Traveling To Europe To Learn A New Language
Many Americans travel to Europe each year to learn a new language. Languages such as French, Portuguese, Spanish, German and Italian are often among the first choices for Americans, and there is no better place to pick these up than in Europe.There are also languages like Albanian and Slavic that are spoken by fewer people, but are no less enjoyable to learn and speak.
The romance languages include Portuguese, Spanish, Italian and French and are spoken by well over one billion people worldwide. While these languages differ greatly, they also have a lot in common as well. Those who speak different romance languages can often understand each other reasonably well when they each speak in their native tongue, and so the learning curve is typically less steep when you are moving from one romance language to another. If, like many Americans, you speak Spanish as a first or second language, consider another romance language if you’d like to prioritize learning speed.

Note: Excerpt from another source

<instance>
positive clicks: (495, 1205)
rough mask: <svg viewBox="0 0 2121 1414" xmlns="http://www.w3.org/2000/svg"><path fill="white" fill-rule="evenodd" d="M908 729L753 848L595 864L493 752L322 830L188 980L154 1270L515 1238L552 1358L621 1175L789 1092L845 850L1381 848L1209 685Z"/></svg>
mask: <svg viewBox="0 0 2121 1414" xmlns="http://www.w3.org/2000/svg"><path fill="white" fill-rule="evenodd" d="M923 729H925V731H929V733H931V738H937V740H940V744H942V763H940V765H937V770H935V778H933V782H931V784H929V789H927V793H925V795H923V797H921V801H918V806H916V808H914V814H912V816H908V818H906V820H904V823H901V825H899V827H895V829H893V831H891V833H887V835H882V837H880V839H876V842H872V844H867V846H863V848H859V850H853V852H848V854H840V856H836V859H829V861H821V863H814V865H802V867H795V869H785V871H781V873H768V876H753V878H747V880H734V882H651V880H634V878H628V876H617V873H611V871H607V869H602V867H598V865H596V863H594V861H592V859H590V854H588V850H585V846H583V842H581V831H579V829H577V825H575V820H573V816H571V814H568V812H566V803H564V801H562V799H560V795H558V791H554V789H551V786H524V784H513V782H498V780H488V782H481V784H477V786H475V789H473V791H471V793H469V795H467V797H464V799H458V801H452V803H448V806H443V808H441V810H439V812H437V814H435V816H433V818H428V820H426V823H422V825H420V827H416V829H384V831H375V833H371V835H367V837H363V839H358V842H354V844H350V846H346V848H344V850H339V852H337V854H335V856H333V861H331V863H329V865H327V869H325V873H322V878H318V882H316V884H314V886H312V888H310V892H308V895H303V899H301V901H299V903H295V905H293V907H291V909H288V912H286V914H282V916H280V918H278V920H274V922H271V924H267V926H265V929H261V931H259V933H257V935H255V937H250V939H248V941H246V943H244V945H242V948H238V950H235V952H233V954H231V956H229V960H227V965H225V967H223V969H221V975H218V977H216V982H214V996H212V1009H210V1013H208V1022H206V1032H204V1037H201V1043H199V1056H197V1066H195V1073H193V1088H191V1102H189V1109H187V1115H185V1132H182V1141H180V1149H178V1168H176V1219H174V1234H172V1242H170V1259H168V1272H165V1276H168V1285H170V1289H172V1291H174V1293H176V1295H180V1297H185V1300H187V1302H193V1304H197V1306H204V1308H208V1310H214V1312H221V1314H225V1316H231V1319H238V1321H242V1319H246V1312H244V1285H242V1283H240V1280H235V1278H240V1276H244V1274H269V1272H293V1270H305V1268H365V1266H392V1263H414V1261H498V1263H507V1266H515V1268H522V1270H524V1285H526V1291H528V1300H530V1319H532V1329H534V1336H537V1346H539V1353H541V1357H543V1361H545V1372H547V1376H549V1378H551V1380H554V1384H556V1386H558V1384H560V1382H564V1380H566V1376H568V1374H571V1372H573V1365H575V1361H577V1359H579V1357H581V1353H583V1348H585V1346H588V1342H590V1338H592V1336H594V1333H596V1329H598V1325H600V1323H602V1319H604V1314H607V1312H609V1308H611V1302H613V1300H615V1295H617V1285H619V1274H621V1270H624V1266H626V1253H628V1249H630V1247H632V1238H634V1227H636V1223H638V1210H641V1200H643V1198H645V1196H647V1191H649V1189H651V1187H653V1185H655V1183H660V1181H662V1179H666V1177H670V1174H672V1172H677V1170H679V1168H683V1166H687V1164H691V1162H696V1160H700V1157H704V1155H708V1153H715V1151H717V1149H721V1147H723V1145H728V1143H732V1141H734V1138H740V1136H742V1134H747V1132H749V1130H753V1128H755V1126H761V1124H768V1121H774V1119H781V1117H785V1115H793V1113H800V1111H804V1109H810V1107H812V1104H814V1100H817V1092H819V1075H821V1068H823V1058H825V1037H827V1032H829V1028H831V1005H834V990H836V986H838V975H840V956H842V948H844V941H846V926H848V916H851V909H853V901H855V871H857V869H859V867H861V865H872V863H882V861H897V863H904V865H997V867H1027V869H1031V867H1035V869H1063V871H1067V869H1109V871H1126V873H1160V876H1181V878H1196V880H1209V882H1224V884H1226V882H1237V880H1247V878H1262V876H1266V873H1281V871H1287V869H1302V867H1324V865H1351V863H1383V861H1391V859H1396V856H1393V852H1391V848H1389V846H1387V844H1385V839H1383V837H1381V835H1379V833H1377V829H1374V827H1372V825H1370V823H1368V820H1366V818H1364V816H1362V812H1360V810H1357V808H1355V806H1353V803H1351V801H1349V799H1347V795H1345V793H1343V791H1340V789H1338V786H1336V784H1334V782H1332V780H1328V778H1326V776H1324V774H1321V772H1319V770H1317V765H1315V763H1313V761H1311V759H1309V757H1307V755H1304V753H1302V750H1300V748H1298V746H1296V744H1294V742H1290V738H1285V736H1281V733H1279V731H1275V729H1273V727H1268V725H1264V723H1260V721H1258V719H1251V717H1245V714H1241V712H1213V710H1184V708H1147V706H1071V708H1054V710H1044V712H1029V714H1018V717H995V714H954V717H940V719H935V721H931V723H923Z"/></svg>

Many people imagine that they can travel to a country and they will be able to pick up the language very easily by communicating with the locals, but it’s much more difficult than it seems. Across many European countries people speak English very well, and therefore you might find it possible to get by only using English. Another problem is that exposure to a language is rarely enough to attain any reasonable degree of skill within a short period of time.
When you are learning a language, it’s typically better to visit the country a bit later on, after you’ve already grasped the fundamentals. Learning basic vocabulary and verb conjugations can usually be achieved relatively easily by attending a language school at home. Learning these things takes a while, and can just as easily be practiced at home.
When you understand the fundamentals, you are more likely to be able to put your language to use in the country you visit, and to be able to apply the skills you’ve already learned. If you have a vocabulary of around 100 words or so, it’s unlikely you’re going to be able to converse much with the locals. Of course, saying “nice to meet you,” “hello,” and “thanks” can be rewarding enough, and native speakers often appreciate the effort.
If you are planning to visit a country for a period of 3–6 months, consider enrolling in a language school, while you are back at home. It will make your life much easier in the coming months. For example; you will be able shop more effectively if you know what you are buying.
When you are learning a language, practice is key. Expressing yourself is vital, even if you must resort to using imprecise vocabulary or incomplete sentences. In much the same way a child attains fluency in their native language, making mistakes is a huge part of the process. The more mistakes you make, the better you get over time.